Qwen3.5-35B-A3B-EQ-v5

A DPO fine-tune of Qwen3.5-35B-A3B-heretic-v2.

The tune optimized for two things:

  • bringing warmth, emotional intelligence, general chat improvement to Qwen 3.5 series
  • countering some negative tendencies of Heretic models (overwillingness to agree, be sycophantic, etc)

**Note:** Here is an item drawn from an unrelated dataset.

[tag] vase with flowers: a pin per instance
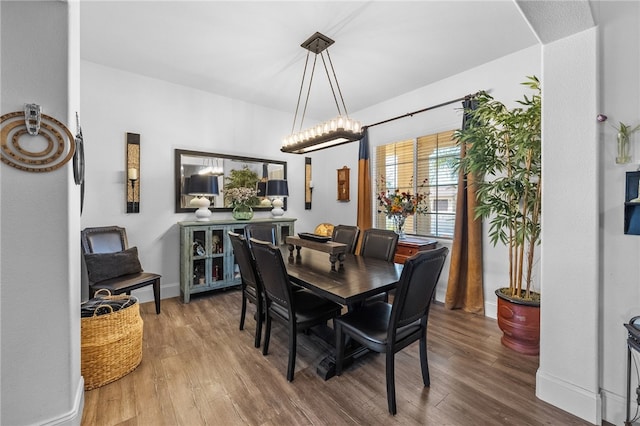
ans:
(623, 134)
(241, 199)
(398, 205)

This is still intended as a general use model (agentic, coding, general chat). Tuning was lightly & with precision. More general benchmarks to follow.

What this model does

This model is trained to be a better conversational partner in emotionally complex situations, while maintaining base model capabilities. It:

  • Validates without sycophancy — empathizes with frustration without rubber-stamping bad behavior
  • Sets boundaries warmly — names uncomfortable truths without lecturing
  • Sounds human — conversational tone, not therapist-speak. better tone vs vanilla Qwen 3.5, e.g. "It sounds like"

Key specs

Base Qwen/Qwen3.5-35B-A3B
Parent llmfan46/Qwen3.5-35B-A3B-heretic-v2 (decensored via MPOA+SOMA)
Fine-tune DPO with LoRA (r=32, alpha=64)
Training data DPO preference pairs with diverse, simulated (real-situation-based) generated dialogue
Precision bf16

Key specs

Base Qwen/Qwen3.5-35B-A3B
Parent llmfan46/Qwen3.5-35B-A3B-heretic-v2 (decensored via MPOA+SOMA)
Architecture MoE — 35B total, 3B active (256 experts, 8+1 routed)
Fine-tune DPO with LoRA (r=32, alpha=64)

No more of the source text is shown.